The thing about TiVos is they respect the nature of television. It is, as Dan Rayburn put it, a lean-back medium (you watch it from a distance on a big screen while lying on the couch). The computer is a lean-forward medium. Not too many people want to watch full TV shows leaning forward. Some people, sure. Those people will get the shitty has-been corpsePlayer or will just keep downloading via Bittorrent.

The rest of us can still be networked and online. We just won’t be using a general-purpose computer. We’ll be using a single-purpose computer masquerading as a tapeless VCR.

Another half-assed idea that I’ll just put out there

Release full-featured DVD sets of CBC shows more or less at the same time they appear on the air. Like, two weeks after or something. Saturate the marketplace.


  1. Kev
    Posted August 15, 2008 at 12:31 pm | # | Reply to this masterpiece

    I try listening to the radio feed sometimes, it runs for 10 mins or so, then loops back to the beginning. wtf?

    If you’re on a Mac, this is an issue with older versions of the flip4mac player. Basically it didn’t detect streaming vs/ progressive media very well, and would just download until it got bored (or ran out of cache) and then replay whatever it had downloaded.

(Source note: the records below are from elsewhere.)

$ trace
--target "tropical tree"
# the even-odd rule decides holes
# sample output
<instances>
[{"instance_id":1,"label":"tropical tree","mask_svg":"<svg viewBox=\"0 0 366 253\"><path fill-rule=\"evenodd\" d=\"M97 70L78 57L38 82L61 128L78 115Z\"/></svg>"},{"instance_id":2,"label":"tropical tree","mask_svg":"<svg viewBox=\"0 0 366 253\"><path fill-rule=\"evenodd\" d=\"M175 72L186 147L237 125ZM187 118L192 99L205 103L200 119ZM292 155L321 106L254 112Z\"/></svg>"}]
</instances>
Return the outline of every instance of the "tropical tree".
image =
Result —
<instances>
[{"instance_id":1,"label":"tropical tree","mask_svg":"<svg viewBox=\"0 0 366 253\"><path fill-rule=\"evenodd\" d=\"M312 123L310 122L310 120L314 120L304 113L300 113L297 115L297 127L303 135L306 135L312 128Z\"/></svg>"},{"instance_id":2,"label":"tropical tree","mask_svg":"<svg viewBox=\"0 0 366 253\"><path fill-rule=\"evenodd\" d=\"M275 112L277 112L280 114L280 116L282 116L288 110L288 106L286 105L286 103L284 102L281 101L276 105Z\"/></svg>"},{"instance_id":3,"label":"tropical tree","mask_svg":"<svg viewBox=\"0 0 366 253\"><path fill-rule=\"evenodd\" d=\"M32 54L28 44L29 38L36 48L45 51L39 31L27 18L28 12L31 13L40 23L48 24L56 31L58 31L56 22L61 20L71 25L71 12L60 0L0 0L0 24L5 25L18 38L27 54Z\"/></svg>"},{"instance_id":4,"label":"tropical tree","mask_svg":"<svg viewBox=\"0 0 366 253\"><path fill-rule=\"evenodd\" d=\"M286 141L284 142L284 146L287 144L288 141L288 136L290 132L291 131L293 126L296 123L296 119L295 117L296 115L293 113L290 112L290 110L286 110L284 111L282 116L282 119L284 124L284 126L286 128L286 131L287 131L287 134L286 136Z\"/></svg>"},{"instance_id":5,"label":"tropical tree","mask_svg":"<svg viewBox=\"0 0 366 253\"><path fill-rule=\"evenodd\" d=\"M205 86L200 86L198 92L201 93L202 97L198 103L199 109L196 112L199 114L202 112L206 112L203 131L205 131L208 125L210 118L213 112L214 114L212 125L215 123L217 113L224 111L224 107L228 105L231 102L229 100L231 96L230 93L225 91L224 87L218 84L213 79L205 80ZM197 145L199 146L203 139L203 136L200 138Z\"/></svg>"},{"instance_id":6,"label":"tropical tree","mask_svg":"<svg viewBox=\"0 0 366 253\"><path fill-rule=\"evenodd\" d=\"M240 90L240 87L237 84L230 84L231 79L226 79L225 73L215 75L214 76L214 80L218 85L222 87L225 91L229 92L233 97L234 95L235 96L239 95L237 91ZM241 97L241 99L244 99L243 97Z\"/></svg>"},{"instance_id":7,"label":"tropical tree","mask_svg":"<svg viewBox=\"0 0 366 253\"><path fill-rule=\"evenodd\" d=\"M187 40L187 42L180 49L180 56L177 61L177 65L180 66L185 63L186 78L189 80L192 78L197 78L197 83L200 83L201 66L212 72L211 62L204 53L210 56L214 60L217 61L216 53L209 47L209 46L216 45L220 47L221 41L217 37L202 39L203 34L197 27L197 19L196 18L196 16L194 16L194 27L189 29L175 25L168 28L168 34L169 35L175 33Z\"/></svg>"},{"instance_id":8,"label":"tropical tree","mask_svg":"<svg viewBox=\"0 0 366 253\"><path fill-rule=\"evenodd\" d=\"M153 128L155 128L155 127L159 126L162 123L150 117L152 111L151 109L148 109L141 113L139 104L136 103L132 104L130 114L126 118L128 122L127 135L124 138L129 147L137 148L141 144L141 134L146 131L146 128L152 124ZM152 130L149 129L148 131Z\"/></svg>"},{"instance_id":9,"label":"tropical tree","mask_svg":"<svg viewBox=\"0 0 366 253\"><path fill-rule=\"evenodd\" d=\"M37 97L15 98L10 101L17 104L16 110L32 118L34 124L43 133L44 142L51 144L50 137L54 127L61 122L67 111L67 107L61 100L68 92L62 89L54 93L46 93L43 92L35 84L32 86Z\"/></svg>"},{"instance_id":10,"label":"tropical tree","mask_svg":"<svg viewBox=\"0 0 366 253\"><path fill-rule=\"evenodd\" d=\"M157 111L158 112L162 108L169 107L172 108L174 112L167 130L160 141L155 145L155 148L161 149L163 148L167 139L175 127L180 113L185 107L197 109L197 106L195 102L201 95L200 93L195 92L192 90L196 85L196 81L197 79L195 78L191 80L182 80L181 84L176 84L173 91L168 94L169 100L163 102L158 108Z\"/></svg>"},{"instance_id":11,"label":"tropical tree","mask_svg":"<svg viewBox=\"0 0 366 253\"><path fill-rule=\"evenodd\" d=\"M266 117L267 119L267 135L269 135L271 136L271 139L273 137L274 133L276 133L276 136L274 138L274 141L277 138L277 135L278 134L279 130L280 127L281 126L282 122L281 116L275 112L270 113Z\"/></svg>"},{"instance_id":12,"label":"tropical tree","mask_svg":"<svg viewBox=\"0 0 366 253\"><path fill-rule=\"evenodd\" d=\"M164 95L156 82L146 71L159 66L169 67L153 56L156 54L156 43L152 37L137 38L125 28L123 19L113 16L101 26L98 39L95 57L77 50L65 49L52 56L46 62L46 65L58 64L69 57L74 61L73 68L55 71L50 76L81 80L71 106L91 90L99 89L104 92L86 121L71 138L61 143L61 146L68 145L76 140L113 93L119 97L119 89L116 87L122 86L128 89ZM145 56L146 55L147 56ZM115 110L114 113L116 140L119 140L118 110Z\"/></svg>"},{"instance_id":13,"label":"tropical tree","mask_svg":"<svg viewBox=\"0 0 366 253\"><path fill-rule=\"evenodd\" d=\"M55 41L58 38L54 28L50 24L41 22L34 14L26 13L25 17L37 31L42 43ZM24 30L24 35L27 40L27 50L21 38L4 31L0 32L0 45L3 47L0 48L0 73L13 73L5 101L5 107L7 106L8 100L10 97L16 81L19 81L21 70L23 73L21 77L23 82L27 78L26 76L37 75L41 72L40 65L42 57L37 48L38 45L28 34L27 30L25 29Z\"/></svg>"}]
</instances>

If you upgrade it should solve the problem, if you don’t want to then follow the instructions on to fix it.

  2. Anonymous
    Posted August 15, 2008 at 10:55 am | # | Reply to this masterpiece

    Why buy a working player when we can employ 300 people to invent vaporware that will be buggier than an August swamp. Geez, doesn’t anybody know how things work around here?

  3. Anonymous
    Posted August 14, 2008 at 1:06 pm | # | Reply to this masterpiece

    windows (l)user? wha?

    Those are mention (vs. use) quotes. Not scare quotes. Surely a linguist should see that.

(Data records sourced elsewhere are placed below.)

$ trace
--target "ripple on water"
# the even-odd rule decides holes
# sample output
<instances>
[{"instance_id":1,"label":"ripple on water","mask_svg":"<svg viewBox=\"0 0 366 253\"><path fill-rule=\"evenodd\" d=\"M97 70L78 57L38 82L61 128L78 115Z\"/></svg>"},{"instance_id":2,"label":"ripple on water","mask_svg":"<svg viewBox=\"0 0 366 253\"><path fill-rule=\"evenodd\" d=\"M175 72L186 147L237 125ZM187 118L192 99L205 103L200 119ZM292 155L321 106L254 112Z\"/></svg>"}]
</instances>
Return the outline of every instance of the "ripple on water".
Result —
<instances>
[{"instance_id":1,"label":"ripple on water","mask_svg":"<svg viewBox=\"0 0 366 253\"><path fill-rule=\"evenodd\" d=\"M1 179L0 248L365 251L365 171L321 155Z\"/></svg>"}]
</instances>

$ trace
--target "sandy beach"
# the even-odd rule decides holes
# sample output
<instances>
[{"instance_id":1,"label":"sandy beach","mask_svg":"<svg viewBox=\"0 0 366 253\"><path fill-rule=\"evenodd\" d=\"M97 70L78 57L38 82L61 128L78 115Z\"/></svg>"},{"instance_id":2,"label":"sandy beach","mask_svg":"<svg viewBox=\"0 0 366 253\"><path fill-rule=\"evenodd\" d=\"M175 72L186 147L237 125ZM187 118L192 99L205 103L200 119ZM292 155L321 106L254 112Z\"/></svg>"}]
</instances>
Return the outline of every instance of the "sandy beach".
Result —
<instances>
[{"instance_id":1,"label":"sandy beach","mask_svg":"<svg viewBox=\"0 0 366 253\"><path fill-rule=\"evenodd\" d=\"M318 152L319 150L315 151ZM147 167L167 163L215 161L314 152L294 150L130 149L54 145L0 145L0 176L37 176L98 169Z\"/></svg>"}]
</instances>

    (Does a dual boot Mac make me a windows user? I only use XP to play Grand Theft Auto…)

  4. Anonymous
    Posted August 14, 2008 at 9:02 am | # | Reply to this masterpiece

    The CBc does have a player. Maven.

  5. Fake Ouimet
    Posted August 14, 2008 at 8:40 am | # | Reply to this masterpiece

    That’s why I use it! I’m glad you noticed. However, I draw the line at writing numbers as words and the following orthography: suède.

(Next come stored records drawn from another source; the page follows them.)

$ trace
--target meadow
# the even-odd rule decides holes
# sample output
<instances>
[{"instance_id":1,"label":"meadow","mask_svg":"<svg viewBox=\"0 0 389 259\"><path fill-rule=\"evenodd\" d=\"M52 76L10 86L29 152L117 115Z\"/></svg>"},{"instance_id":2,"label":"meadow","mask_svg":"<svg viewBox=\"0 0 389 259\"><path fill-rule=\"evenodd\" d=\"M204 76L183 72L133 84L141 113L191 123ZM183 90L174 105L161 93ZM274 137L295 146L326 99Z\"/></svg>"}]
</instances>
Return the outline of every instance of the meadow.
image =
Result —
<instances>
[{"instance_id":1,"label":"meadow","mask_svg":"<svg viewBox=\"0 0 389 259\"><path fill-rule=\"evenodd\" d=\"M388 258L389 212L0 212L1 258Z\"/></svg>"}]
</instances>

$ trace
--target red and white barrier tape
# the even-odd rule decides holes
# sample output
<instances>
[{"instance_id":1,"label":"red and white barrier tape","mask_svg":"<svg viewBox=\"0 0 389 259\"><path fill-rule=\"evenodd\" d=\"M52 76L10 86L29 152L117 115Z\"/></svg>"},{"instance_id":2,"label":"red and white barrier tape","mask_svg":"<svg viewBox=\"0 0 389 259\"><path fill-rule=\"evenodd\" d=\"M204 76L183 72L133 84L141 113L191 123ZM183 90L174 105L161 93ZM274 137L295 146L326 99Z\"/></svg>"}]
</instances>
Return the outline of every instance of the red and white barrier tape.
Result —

    But! Thanks for using neutral quotation marks to complain about an archaism. Windows user?

  6. Anonymous
    Posted August 14, 2008 at 12:33 am | # | Reply to this masterpiece

    Holy hell, I only just noticed the diaeresis in the second paragraph. (“reëncode”).

    Jeez Louise, man. This is just some archaic 17th century fluff that only the New Yorker hangs on to.

  7. Anonymous
    Posted August 13, 2008 at 2:19 pm | # | Reply to this masterpiece

    Or… the Ceeb could just try to reassemble the team that created zed (which incidently had a viable flash player that handled many media types, an honest-to-god “web 2.0” community, a bittorrent tracker for its programing 3 years before Next PM, webby award nominations, and generally kicked ass.)

  8. Anonymous
    Posted August 13, 2008 at 1:36 pm | # | Reply to this masterpiece

    Even some minor online improvements would be a blessing.

    I try listening to the radio feed sometimes, it runs for 10 mins or so, then loops back to the beginning. wtf?

    And how about posting “full screen” links for those of us not using M$ Media Player? Is that so hard?

    And…. this is my greatest complaint about CBC online services…. if you’re going to have an online presence, have one or don’t. Don’t do it right one day , then do it half-assed the next. (eg, don’t tell me the feed for “The National” will be up “approx 10:pm” and then wait until 11:30 to do it. Radio and TV schedules aren’t approximate, I don’t see why the web has to be.)

  9. Dwight Williams
    Posted August 13, 2008 at 1:05 pm | # | Reply to this masterpiece

    APTN is shutting down transmitters

    That said, I think you’ve got most of the argument worth making down pat.

    And as for the idea of a broadcasting network running a real estate arm…I still can’t quite wrap my own brain around that. It would be akin to learning to pronounce one of Lovecraft’s Elder Ones’ names correctly – with the consequences to match – to even try.

    Time to get on with this project.